Following are the details on the possible issues:
User must provide the target HDFS path for the following sections:
- providing path for DF pipeline
- resolving path issues while building pipelines
Consider a pipeline, pipelines_1_customer, created with target table, customer, and with the following settings:
- Schema Name: Customer_details
- HDFS path: /storage/data/analytics/customer
Consider creating another pipeline, pipelines_2_customer, with target table customer_analysis, with the following settings:
- Schema Name: Customer_details
- HDFS path: /storage/data/analytics/customer
After saving and running, the following error message might be displayed:
The HDFS path you provided is conflicting with an existing entity (path: //storage/data/analytics/customer target: “/storage/data/analytics//customer” in pipeline pipelines_2_customer” [domain: “Customer_details”]). Please choose a different HDFS path).
Cause
Following are the reasons:
Hive metastore stores the path for given Hive table and the path, /storage/data/analytics/customer, is already been used by the target table Customer inpipeline_1_customer. When the pipeline_2_customer is built, the same path, /storage/data/analytics/customer, is used. This is not supported by Hive metastore, hence an issue occurs in the backend when the pipeline is run.
Solution
Ensure that you provide a new target HDFS path instead of the existing path.

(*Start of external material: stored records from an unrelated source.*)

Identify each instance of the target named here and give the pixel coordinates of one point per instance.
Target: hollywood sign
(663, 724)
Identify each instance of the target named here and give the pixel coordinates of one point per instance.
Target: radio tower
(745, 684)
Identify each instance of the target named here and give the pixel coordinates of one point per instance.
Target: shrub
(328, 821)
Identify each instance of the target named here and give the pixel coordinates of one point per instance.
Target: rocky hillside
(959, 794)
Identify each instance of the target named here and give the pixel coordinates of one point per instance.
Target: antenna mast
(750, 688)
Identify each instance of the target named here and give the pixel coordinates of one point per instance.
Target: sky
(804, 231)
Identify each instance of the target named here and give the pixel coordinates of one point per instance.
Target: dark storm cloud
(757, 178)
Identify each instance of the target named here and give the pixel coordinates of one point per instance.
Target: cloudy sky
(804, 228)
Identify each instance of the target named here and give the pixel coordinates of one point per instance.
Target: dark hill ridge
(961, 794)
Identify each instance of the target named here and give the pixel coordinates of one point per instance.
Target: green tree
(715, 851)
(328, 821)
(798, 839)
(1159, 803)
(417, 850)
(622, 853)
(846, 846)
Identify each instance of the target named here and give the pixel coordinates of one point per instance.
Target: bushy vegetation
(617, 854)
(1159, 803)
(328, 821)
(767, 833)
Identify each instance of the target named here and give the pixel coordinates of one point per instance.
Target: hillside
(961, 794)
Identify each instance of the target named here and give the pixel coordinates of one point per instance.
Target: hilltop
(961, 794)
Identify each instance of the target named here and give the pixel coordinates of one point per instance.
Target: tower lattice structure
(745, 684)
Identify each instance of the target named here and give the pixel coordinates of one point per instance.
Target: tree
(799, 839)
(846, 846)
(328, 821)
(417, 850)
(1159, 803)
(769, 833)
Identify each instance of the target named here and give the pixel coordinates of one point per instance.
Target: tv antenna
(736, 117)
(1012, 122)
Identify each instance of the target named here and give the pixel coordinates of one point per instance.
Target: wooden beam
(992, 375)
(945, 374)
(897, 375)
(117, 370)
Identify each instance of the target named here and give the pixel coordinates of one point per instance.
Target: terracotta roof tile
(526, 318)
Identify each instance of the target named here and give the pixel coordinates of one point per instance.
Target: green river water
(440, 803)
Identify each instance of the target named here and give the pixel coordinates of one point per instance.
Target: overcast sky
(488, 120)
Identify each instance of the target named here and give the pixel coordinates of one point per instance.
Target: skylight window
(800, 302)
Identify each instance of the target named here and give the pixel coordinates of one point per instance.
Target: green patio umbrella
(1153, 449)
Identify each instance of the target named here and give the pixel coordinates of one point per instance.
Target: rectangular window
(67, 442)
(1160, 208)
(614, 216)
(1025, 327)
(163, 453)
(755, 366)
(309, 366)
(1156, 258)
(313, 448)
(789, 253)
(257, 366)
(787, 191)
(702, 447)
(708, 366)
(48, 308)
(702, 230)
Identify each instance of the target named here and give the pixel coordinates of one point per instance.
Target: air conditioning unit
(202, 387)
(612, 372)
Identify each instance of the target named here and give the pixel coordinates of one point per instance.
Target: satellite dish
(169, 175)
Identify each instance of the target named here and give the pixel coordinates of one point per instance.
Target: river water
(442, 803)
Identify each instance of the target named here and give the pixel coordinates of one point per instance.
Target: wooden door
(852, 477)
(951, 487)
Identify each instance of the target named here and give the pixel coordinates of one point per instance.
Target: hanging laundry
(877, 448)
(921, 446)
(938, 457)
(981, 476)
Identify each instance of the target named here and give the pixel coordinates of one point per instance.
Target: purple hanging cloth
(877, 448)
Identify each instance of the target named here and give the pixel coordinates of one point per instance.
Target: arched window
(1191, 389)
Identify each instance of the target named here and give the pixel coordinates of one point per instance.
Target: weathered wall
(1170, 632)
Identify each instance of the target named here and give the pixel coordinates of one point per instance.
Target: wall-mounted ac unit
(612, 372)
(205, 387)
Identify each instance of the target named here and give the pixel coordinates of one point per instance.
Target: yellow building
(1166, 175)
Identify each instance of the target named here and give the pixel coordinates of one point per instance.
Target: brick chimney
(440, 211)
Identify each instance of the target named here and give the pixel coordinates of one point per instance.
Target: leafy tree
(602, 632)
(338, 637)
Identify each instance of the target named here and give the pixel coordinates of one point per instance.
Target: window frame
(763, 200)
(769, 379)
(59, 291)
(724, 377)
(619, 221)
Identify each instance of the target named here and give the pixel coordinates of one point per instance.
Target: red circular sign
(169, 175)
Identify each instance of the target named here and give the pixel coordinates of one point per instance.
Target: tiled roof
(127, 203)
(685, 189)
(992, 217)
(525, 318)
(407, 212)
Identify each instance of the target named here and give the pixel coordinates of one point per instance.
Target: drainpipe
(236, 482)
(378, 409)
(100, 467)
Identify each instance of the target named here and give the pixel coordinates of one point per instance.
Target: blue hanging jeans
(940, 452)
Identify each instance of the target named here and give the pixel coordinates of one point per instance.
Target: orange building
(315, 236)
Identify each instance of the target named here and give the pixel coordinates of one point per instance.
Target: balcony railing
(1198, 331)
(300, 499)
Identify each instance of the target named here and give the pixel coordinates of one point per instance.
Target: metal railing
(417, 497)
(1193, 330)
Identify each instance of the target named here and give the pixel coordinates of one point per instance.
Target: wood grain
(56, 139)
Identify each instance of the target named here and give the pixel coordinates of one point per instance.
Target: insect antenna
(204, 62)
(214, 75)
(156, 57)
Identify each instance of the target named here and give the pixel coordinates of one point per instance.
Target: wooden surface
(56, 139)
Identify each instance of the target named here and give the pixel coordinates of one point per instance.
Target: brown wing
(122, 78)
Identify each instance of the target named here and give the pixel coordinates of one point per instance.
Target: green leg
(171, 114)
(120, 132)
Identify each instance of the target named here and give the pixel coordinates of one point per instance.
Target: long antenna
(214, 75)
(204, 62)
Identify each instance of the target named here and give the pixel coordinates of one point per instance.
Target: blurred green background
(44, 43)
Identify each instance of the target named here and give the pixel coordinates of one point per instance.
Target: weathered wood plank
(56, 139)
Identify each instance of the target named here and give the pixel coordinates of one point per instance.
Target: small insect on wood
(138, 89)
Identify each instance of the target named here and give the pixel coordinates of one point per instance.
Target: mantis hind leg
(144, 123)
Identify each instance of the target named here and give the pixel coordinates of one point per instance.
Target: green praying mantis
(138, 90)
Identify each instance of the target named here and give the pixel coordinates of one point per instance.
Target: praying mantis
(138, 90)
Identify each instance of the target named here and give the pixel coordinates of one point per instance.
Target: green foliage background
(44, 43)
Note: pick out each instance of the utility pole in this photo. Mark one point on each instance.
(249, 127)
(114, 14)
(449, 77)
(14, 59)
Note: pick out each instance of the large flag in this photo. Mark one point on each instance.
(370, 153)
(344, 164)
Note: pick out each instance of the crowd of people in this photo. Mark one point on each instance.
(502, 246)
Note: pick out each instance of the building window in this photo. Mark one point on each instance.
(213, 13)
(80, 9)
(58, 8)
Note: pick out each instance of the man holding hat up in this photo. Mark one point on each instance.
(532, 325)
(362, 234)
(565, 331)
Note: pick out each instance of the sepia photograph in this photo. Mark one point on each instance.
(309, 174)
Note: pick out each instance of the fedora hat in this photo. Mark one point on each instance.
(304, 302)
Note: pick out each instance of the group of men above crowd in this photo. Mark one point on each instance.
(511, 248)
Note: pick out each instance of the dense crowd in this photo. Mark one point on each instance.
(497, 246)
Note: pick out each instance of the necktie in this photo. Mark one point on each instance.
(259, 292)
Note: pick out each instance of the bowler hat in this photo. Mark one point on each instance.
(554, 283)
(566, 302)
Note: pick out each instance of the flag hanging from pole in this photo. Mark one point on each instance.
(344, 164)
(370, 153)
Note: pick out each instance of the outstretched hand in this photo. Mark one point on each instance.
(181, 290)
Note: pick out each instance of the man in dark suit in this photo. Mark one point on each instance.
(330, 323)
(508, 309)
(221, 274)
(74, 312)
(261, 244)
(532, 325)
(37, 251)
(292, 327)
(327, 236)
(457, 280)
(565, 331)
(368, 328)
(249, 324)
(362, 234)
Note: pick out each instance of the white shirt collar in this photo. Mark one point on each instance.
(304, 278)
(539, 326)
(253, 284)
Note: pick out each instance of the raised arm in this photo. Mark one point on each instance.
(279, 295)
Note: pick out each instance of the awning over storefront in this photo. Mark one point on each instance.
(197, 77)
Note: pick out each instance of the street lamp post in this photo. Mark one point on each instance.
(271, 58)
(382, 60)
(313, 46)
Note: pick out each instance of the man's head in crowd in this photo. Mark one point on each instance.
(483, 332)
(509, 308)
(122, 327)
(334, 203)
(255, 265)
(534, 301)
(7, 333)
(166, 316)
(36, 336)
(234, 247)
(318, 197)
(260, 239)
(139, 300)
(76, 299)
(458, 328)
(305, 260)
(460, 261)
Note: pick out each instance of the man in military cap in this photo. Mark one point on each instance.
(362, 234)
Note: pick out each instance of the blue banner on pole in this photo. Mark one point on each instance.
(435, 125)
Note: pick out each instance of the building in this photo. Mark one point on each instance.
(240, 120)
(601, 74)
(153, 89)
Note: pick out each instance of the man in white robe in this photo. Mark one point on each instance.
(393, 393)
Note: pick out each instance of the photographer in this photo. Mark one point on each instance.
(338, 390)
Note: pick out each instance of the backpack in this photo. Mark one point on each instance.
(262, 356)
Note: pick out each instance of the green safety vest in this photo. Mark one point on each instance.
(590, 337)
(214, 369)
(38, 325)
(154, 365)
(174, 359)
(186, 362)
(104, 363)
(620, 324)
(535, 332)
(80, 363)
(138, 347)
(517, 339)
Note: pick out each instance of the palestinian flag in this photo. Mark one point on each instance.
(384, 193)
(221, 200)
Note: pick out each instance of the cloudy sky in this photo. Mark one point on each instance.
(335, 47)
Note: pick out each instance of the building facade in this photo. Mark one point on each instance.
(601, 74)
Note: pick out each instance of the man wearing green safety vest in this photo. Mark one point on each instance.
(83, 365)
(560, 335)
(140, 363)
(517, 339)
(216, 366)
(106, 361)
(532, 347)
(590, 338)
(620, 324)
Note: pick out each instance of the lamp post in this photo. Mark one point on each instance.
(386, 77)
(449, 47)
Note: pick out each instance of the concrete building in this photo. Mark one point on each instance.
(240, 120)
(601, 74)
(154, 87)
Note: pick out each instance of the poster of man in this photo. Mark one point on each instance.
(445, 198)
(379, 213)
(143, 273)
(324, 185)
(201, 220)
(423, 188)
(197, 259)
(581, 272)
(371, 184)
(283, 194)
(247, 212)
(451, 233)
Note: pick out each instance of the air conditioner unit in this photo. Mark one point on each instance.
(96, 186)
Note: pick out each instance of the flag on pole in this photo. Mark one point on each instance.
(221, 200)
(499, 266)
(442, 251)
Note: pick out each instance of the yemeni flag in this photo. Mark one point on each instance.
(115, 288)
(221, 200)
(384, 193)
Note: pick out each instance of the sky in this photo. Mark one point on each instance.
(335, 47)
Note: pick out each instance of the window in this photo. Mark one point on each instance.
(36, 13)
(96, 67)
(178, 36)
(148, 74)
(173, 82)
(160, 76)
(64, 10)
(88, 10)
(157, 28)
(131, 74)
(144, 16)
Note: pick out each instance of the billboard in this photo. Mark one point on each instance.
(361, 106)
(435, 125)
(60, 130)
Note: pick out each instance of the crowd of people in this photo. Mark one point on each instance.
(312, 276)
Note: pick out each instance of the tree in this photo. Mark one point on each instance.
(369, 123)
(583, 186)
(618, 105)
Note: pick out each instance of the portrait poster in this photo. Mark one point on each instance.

In the above mentioned issue, the path can be used as /storage/data/analytics/customer_1 or /storage/data/analytics/customer_analysis to avoid the conflict.
Also, before naming the path, check the existing names/directories/files available in the target path by using the following command:
hadoop fs -ls /path/target_directory_for_target_table
This provides the available files present in the directory and helps to avoid the conflict with existing file names.